If the first thing we think about Rome is ancient ruins of the former Roman civilization, the second is food. Italy has a love affair with food like no other country in Europe. Shared meals are cherished and food preparation is practically a religion. Italians appreciate the subtleties of freshness and quality of ingredients.
While in Rome, I joined the Walks of Italy Rome Food Tour. It was a fun—and deliciously filling—morning out. I’m glad I skipped breakfast that morning.
I’ll take you along with me in chronological order through the tour.
Our group met the Campo de Fiori, a colorful square which morphs from a morning produce market into an evening outdoor dining area. Our tour guide, Simona, arrived with a smile and a crusty loaf of fresh bread. We would need this bread, she explained, to soak up olive oil and balsamic vinegar. Tasting these two Italian specialties would be difficult at 10am without hearty bread.
This is the oldest functioning market in Rome and specializes in two things: fresh local produce for nearby residents and specialty products for tourists. You’ll find several kinds of radishes, mushrooms, arugula, and other veggies depending on the season.
In the section devoted to olive oils, we learned the subtle differences between the varieties and learned the basic types of vinegars, some of which are very expensive. After dipping our bread to sample each, we moved over to the cheese shop. Here we tried mozzarella di bufala, pecorino, and Parmigiano-Reggiano.
Each of the cheeses was excellent. Simona explained that the mozzarella di bufala is so delicious because it comes from grass-fed water buffalo. The pecorino is slightly different depending on the region, and we were told of fine art that is aging a good Parmigiano-Reggiano.
The Italians are masters at making cured meats. So we drifted across the Campo to Norcineria Viola, a family-run business since 1890. In the back of the shop we bumped into the shop’s friendly employees while they sliced meats for other customers. We stood around a table, shared a carafe of wine and sampled a tray of meats. Capocollo, coppetta, and a variety of salamis made with liver, wild fennel, and white truffle.
As if we didn’t have enough food already, we took a short walk over to a neighborhood pizzeria. The tour says you’ll be experiencing “Pizza-making at an authentic Italian restaurant” and all that is true except you won’t really be “making” the pizza, just sort of throwing the toppings on. That said, it is a good time, and the pizza is delicious. The key to a good pizza involves many different aspects, but the wood-fire oven is crucial.

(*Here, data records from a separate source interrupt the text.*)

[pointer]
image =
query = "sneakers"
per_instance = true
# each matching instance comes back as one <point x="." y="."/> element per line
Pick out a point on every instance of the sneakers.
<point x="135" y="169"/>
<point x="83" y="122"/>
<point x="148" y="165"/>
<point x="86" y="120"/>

Stuffed from our pizza, we strolled past Piaza Navona on the way to one of Rome’s best gelaterias. This one served up delicious Sicilian-style gelato. I tasted a trio of hazelnut, pistachio, and vanilla. Tip for finding good gelato: look for gelaterias serving it out of metal trays. This means it’s made in-house. Also, the colors should be dull. This means the gelato is the natural color. Bright or florescent gelato is usually artificially colored or somehow unnatural.
We finished our food walking tour of Rome with a stop at the city’s best coffee shop. I was skeptical that we would be taken to the best coffee in a city that breeds great coffee, but Simona came through. I approved. It was outstanding, and the best I had while in Italy. A way to tell the quality of espresso is by the amount of coffee foam on top. The place: Sant’ Eustachio near the Pantheon.
As we finished our coffee, the group stood around to chat for a while before Simona led us over to the Pantheon and bid us farewell.
Disclosure: I received a complimentary tour from Walks of Italy, but the contents and opinion expressed in this article are entirely my own.
What are you favorite food spots in Rome?